In its latest report, reflecting on 2025, the IC3 finds that the amount of money lost to such crimes continues to climb — as it has done at a fairly steady clip since 2015. Last year saw $20.9 billion lost to such crime, a 26 percent increase over the $16.6 billion lost in 2024.
The sheer number of cyber-related crimes reported each year has risen rapidly, from about 288,000 in the mid-2010s to 791,000 at the end of that decade. And the trend continues, with 2025 seeing more than 1 million reported crimes.
Here’s what the report found:
- Investment fraud was the most costly crime in 2025, accounting for $8.6 billion in losses. This category covers a wide range of scams that trick victims into investing based on false information. But the most prevalent, and most costly, was cryptocurrency investment fraud, responsible for $7.2 billion in losses.
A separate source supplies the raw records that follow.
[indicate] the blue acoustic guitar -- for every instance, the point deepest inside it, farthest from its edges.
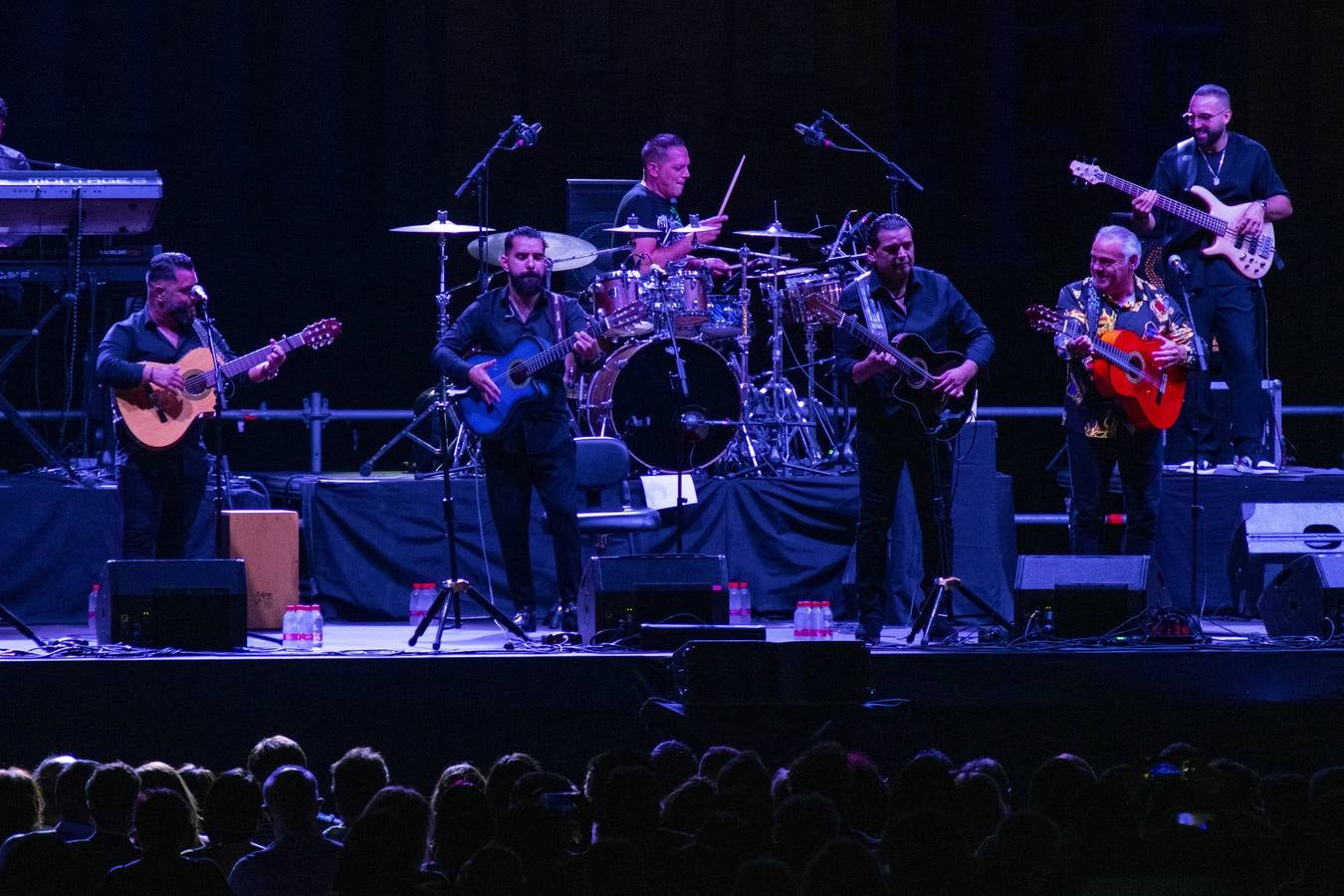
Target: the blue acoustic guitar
(515, 372)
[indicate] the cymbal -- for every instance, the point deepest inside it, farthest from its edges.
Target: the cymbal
(441, 227)
(564, 251)
(776, 231)
(786, 272)
(633, 230)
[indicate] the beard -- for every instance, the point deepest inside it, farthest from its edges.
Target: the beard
(526, 285)
(184, 316)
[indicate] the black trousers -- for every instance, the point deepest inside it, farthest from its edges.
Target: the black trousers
(1090, 464)
(510, 479)
(158, 508)
(1232, 315)
(883, 452)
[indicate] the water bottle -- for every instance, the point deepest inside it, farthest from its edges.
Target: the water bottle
(93, 608)
(419, 600)
(318, 625)
(289, 627)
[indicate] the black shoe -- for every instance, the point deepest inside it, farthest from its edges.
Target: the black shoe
(526, 619)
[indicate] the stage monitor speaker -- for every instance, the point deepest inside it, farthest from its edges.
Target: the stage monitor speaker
(782, 673)
(621, 592)
(1274, 535)
(1305, 598)
(194, 604)
(1082, 596)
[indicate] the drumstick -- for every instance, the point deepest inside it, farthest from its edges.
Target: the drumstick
(734, 183)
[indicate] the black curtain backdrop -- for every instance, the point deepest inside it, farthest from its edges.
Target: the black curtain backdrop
(292, 135)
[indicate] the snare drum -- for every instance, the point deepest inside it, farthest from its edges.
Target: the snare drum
(814, 289)
(617, 289)
(683, 295)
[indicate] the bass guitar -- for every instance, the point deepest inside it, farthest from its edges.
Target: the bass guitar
(158, 416)
(1251, 256)
(911, 379)
(1124, 368)
(515, 373)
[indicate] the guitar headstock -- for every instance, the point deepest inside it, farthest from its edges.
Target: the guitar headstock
(1044, 319)
(322, 334)
(1086, 172)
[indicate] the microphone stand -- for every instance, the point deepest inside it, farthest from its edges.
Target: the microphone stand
(1197, 511)
(480, 177)
(221, 406)
(895, 173)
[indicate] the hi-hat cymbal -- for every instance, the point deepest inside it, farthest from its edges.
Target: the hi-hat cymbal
(694, 229)
(776, 231)
(567, 253)
(777, 274)
(441, 227)
(633, 230)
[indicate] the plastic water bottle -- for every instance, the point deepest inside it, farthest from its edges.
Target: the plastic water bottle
(93, 607)
(318, 625)
(421, 596)
(289, 627)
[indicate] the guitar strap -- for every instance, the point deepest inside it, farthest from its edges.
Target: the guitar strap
(871, 314)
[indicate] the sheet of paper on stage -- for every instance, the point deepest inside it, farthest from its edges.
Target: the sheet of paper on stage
(660, 491)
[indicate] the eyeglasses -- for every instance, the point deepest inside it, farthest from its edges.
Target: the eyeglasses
(1190, 117)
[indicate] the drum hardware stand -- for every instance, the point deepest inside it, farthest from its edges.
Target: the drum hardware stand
(465, 446)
- Perpetrators of cryptocurrency investment fraud are often human trafficking victims in Southeast Asia forced to run scam operations. The scammers contact people online through methods like social media, dating apps or texts and, ultimately, persuade them to send cryptocurrency to fake investment platforms or apps.
- Minors are increasingly being targeted by cyber crimes including online grooming, cyber bullying and sextortion. In the latter, criminals trick victims into sharing intimate photos or videos then threaten either to publish the photos or hurt the child if they don’t comply with demands, typically to send money or send more photos. About 17.6 percent of sextortion cases in 2025 targeted people under 20 years old.
- Ransomware continues to be a major problem for “critical infrastructure” sectors — that is, sectors deemed essential to the U.S. economic security, national security and/or public health and safety. The most targeted of these sectors in 2025 were health care and public health, critical manufacturing, financial services, government facilities and IT.
- Unsurprisingly, the most populous states — California, Texas, Florida and New York — reported the most cyber-enabled crimes and greatest financial losses to such crime. But when drilling down to complaints per 100,000 citizens, Washington, D.C., Alaska, Nevada and Arizona topped the list.
- IC3 also helps respond to cyber crime, in part by alerting law enforcement to recurring crimes for investigation and alerting financial institutions to reported fraudulent transactions. In 2025, the team was able to help Portland recover a $6.7 million contractor payment sent to a fraudster. The scammer had managed to change payment system details to direct the payment to a bank account they owned. The FBI obtained a warrant and was able to seize the funds before the scammer moved them out of the bank account.